The last message repeats each time the scheduler is run such that the job never runs.

Corresponding messages in /var/log/parallelcluster/clustermgtd

2023-10-01 01:36:13,811 - [slurm_plugin.slurm_resources:is_backing_instance_valid] - WARNING - Node state check: no corresponding instance in EC2 for node queue1-dy-default-resource-142(172.31.36.119), node state: ALLOCATED+CLOUD
2023-10-01 01:36:13,814 - [slurm_plugin.clustermgtd:_maintain_nodes] - INFO - Found the following unhealthy dynamic nodes: (x1) ['queue1-dy-default-resource-142(172.31.36.119)']

The job was configured in a way that it was able to start once. However, after a preemption, I can't seem to find a way to remove the BadConstraints on the job to allow the scheduler to run the job again. The only fix we've been able to get work is to scancel the job and resubmit a similar job. Furthermore, newly scheduled jobs are able to get nodes provisioned and run successfully.

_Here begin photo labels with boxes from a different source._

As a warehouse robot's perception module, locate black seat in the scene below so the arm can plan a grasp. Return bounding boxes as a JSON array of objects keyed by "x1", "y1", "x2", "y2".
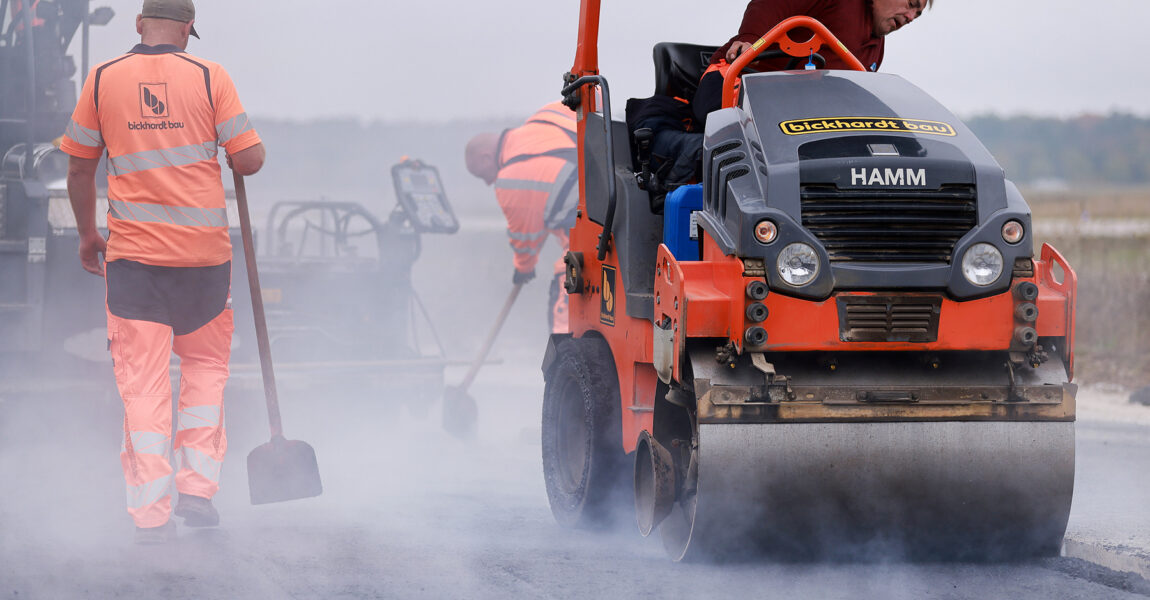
[{"x1": 653, "y1": 41, "x2": 719, "y2": 101}]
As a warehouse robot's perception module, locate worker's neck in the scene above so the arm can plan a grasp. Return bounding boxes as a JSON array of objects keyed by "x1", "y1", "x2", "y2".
[{"x1": 140, "y1": 31, "x2": 187, "y2": 49}]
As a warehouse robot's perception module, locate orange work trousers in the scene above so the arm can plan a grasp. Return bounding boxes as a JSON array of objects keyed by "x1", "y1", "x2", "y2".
[{"x1": 108, "y1": 308, "x2": 235, "y2": 528}]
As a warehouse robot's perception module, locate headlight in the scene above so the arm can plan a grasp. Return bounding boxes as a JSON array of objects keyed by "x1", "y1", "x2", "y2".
[
  {"x1": 777, "y1": 243, "x2": 823, "y2": 287},
  {"x1": 963, "y1": 244, "x2": 1003, "y2": 286}
]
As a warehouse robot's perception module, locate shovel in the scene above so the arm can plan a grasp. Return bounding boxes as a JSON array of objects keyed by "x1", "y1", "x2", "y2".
[
  {"x1": 232, "y1": 171, "x2": 323, "y2": 505},
  {"x1": 443, "y1": 284, "x2": 523, "y2": 437}
]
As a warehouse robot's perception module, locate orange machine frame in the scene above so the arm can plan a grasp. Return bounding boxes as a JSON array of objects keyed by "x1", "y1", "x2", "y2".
[{"x1": 568, "y1": 0, "x2": 1076, "y2": 453}]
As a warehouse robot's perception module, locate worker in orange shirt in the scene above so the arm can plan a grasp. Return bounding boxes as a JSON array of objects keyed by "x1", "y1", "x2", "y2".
[
  {"x1": 60, "y1": 0, "x2": 265, "y2": 543},
  {"x1": 465, "y1": 102, "x2": 578, "y2": 333}
]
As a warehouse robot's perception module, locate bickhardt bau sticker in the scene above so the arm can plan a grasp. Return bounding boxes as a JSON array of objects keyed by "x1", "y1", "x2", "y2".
[{"x1": 779, "y1": 117, "x2": 957, "y2": 136}]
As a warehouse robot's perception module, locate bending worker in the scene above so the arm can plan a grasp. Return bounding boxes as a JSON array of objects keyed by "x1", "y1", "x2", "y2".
[
  {"x1": 692, "y1": 0, "x2": 934, "y2": 123},
  {"x1": 61, "y1": 0, "x2": 265, "y2": 543},
  {"x1": 465, "y1": 102, "x2": 578, "y2": 333}
]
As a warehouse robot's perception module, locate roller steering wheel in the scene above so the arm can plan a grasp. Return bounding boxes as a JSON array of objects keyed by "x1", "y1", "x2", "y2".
[{"x1": 722, "y1": 16, "x2": 866, "y2": 108}]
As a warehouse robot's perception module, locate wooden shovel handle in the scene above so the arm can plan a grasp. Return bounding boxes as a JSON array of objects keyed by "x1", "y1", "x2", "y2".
[
  {"x1": 231, "y1": 171, "x2": 284, "y2": 439},
  {"x1": 459, "y1": 284, "x2": 523, "y2": 392}
]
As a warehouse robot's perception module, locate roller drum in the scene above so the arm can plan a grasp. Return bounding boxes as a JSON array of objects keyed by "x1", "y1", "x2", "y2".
[{"x1": 660, "y1": 421, "x2": 1074, "y2": 560}]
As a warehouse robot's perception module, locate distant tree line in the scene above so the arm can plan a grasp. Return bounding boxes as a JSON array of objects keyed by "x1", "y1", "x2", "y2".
[
  {"x1": 966, "y1": 113, "x2": 1150, "y2": 186},
  {"x1": 255, "y1": 114, "x2": 1150, "y2": 208}
]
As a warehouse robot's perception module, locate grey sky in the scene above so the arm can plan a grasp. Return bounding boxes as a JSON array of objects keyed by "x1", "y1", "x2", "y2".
[{"x1": 81, "y1": 0, "x2": 1150, "y2": 121}]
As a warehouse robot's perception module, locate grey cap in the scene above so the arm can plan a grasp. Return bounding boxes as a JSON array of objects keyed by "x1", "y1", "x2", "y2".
[{"x1": 140, "y1": 0, "x2": 200, "y2": 38}]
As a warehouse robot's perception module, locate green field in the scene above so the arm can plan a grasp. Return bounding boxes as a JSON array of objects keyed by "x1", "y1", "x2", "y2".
[{"x1": 1024, "y1": 183, "x2": 1150, "y2": 387}]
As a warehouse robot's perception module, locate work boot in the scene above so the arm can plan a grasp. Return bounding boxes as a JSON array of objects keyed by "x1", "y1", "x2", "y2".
[
  {"x1": 136, "y1": 518, "x2": 176, "y2": 545},
  {"x1": 176, "y1": 493, "x2": 220, "y2": 528}
]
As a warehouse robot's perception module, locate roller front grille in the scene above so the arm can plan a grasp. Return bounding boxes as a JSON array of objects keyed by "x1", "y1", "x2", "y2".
[
  {"x1": 802, "y1": 185, "x2": 978, "y2": 263},
  {"x1": 838, "y1": 295, "x2": 942, "y2": 343}
]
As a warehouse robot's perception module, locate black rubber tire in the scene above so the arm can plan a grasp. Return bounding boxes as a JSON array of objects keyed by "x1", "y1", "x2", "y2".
[{"x1": 543, "y1": 337, "x2": 634, "y2": 529}]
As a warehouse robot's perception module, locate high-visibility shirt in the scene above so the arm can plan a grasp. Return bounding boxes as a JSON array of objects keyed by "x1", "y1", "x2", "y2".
[
  {"x1": 495, "y1": 102, "x2": 578, "y2": 272},
  {"x1": 12, "y1": 0, "x2": 44, "y2": 31},
  {"x1": 60, "y1": 44, "x2": 260, "y2": 267}
]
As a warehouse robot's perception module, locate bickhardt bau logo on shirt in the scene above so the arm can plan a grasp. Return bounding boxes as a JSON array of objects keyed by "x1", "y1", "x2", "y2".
[
  {"x1": 140, "y1": 84, "x2": 168, "y2": 118},
  {"x1": 128, "y1": 83, "x2": 184, "y2": 131}
]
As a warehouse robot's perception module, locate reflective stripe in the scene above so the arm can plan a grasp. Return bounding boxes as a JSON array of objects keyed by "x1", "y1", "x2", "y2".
[
  {"x1": 120, "y1": 431, "x2": 171, "y2": 456},
  {"x1": 216, "y1": 113, "x2": 252, "y2": 144},
  {"x1": 64, "y1": 121, "x2": 104, "y2": 148},
  {"x1": 108, "y1": 198, "x2": 228, "y2": 228},
  {"x1": 511, "y1": 243, "x2": 543, "y2": 254},
  {"x1": 507, "y1": 229, "x2": 547, "y2": 241},
  {"x1": 108, "y1": 141, "x2": 216, "y2": 175},
  {"x1": 128, "y1": 475, "x2": 171, "y2": 508},
  {"x1": 176, "y1": 446, "x2": 222, "y2": 483},
  {"x1": 496, "y1": 179, "x2": 554, "y2": 192},
  {"x1": 176, "y1": 405, "x2": 220, "y2": 431}
]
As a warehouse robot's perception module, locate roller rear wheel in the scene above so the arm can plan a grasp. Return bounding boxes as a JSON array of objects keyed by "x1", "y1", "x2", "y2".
[{"x1": 543, "y1": 337, "x2": 630, "y2": 528}]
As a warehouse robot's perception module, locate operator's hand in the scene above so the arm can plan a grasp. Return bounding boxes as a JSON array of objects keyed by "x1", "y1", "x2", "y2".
[
  {"x1": 79, "y1": 231, "x2": 108, "y2": 277},
  {"x1": 726, "y1": 41, "x2": 751, "y2": 62}
]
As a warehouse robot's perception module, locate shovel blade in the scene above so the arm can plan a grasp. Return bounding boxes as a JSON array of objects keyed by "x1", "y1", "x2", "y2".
[
  {"x1": 443, "y1": 385, "x2": 480, "y2": 438},
  {"x1": 247, "y1": 437, "x2": 323, "y2": 505}
]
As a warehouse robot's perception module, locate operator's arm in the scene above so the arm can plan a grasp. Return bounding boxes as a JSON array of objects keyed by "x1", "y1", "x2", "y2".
[
  {"x1": 228, "y1": 143, "x2": 267, "y2": 176},
  {"x1": 68, "y1": 156, "x2": 108, "y2": 277},
  {"x1": 721, "y1": 0, "x2": 817, "y2": 62}
]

JosephDVL commented 11 months ago

I've found a reference to an old Slurm mailing list post (https://groups.google.com/g/slurm-users/c/kshbXbqpEIY/m/nJcTyVQiIAAJ) which seems to address the issue. The fix in the e-mail does work for this case:

scontrol update jobid=240 NumNodes=1-1

Per the e-mail, if the job script includes “-N 1” everything works correctly.